SLOWEST_GROUPING = "slowest"
[docs]def reduce_models(model, sample_sum):
"""Aggregate models across devices and update the model with the new aggregated model parameters.
Args:
model (nn.Module): The model in a device to aggregate.
sample_sum (int): Sum of the total dataset sizes of clients in a device.
"""
dist.all_reduce(sample_sum, op=dist.ReduceOp.SUM)
state = model.state_dict()
for k in state.keys():
dist.all_reduce(state[k], op=dist.ReduceOp.SUM)
state[k] = torch.div(state[k], sample_sum)
model.load_state_dict(state)
[docs]def reduce_models_only_params(model, sample_sum):
"""Aggregate models across devices and update the model with the new aggregated model parameters,
excluding the persistent buffers like BN stats.
Args:
model (nn.Module): The model in a device to aggregate.
sample_sum (torch.Tensor): Sum of the total dataset sizes of clients in a device.
"""
dist.all_reduce(sample_sum, op=dist.ReduceOp.SUM)
for param in model.parameters():
dist.all_reduce(param.data, op=dist.ReduceOp.SUM)
param.data = torch.div(param.data, sample_sum)
[docs]def reduce_value(value, device):
"""Calculate the sum of the value across devices.
Args:
value (float/int): Value to sum.
device (str): The device where the value is on, either cpu or cuda devices.
Returns:
torch.Tensor: Sum of the values.
"""
v = torch.tensor(value).to(device)
dist.all_reduce(v, op=dist.ReduceOp.SUM)
return v
[docs]def reduce_values(values, device):
"""Calculate the average of values across devices.
Args:
values (list[float|int]): Values to average.
device (str): The device where the value is on, either cpu or cuda devices.
Returns:
torch.Tensor: The average of the values across devices.
"""
length = torch.tensor(len(values)).to(device)
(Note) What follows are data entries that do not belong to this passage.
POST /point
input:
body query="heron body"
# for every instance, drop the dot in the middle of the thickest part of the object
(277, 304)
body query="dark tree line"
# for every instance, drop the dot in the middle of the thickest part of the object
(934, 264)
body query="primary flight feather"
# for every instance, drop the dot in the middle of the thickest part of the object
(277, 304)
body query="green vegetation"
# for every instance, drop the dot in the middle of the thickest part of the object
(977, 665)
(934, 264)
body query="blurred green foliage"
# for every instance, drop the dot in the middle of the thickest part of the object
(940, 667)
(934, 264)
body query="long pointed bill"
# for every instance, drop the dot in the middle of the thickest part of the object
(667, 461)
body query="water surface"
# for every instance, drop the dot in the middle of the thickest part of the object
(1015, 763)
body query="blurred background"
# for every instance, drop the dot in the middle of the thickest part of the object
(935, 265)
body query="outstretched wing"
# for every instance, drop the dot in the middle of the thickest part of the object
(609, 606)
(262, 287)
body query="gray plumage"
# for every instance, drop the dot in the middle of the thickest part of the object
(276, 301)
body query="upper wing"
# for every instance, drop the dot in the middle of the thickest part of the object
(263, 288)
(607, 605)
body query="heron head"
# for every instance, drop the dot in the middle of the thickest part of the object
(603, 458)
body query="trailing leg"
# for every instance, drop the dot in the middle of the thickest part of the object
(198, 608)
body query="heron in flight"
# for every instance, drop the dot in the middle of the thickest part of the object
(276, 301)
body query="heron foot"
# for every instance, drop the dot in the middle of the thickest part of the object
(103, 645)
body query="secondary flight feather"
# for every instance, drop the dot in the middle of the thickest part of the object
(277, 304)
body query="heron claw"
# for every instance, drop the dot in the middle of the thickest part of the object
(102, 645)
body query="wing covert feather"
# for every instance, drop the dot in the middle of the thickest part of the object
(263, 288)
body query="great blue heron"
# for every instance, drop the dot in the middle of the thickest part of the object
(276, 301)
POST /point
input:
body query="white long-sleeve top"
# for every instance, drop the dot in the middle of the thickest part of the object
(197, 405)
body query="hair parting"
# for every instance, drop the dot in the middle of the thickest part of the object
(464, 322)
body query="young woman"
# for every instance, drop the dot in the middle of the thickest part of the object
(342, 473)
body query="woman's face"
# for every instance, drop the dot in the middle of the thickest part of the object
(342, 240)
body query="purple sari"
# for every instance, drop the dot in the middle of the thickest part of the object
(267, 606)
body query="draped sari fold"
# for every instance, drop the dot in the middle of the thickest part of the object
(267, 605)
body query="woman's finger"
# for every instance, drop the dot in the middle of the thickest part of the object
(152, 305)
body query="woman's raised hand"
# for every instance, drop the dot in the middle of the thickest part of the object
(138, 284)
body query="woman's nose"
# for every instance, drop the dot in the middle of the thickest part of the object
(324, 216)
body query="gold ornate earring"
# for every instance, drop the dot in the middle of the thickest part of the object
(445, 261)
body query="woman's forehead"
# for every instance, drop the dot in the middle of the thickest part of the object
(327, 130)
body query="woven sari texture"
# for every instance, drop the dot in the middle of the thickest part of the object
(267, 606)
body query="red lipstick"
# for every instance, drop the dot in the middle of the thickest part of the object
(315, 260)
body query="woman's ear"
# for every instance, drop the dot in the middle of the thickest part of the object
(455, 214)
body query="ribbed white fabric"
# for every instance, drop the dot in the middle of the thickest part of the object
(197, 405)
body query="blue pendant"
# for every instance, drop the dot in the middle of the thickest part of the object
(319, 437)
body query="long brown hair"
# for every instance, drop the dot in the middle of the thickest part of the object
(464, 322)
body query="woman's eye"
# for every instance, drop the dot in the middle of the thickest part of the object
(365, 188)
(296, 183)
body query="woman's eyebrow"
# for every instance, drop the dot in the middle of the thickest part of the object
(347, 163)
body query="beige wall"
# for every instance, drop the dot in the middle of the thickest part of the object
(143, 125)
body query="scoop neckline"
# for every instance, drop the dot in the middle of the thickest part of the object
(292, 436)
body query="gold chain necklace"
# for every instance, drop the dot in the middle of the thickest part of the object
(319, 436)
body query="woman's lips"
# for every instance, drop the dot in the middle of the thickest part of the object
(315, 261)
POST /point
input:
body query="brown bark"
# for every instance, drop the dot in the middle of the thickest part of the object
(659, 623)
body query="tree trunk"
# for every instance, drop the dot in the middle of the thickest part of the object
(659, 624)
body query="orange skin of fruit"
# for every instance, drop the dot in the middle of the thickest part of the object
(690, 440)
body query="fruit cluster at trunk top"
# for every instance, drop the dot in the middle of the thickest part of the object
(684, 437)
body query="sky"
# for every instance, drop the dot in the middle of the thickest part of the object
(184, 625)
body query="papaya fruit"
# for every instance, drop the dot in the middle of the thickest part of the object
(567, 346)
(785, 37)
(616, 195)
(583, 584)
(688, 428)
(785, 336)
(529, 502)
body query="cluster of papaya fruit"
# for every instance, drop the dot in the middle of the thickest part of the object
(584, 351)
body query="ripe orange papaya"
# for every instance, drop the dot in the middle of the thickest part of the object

total = torch.tensor(sum(values)).to(device)
dist.all_reduce(length, op=dist.ReduceOp.SUM)
dist.all_reduce(total, op=dist.ReduceOp.SUM)
return torch.div(total, length)
[docs]def reduce_weighted_values(values, weights, device):
"""Calculate the weighted average of values across devices.
Args:
values (list[float|int]): Values to average.
weights (list[float|int]): The weights to calculate weighted average.
device (str): The device where the value is on, either cpu or cuda devices.
Returns:
torch.Tensor: The average of values across devices.
"""
values = torch.tensor(values).to(device)
weights = torch.tensor(weights).to(device)
total_weights = torch.sum(weights).to(device)
weighted_sum = torch.sum(values * weights).to(device)
dist.all_reduce(total_weights, op=dist.ReduceOp.SUM)
dist.all_reduce(weighted_sum, op=dist.ReduceOp.SUM)
return torch.div(weighted_sum, total_weights)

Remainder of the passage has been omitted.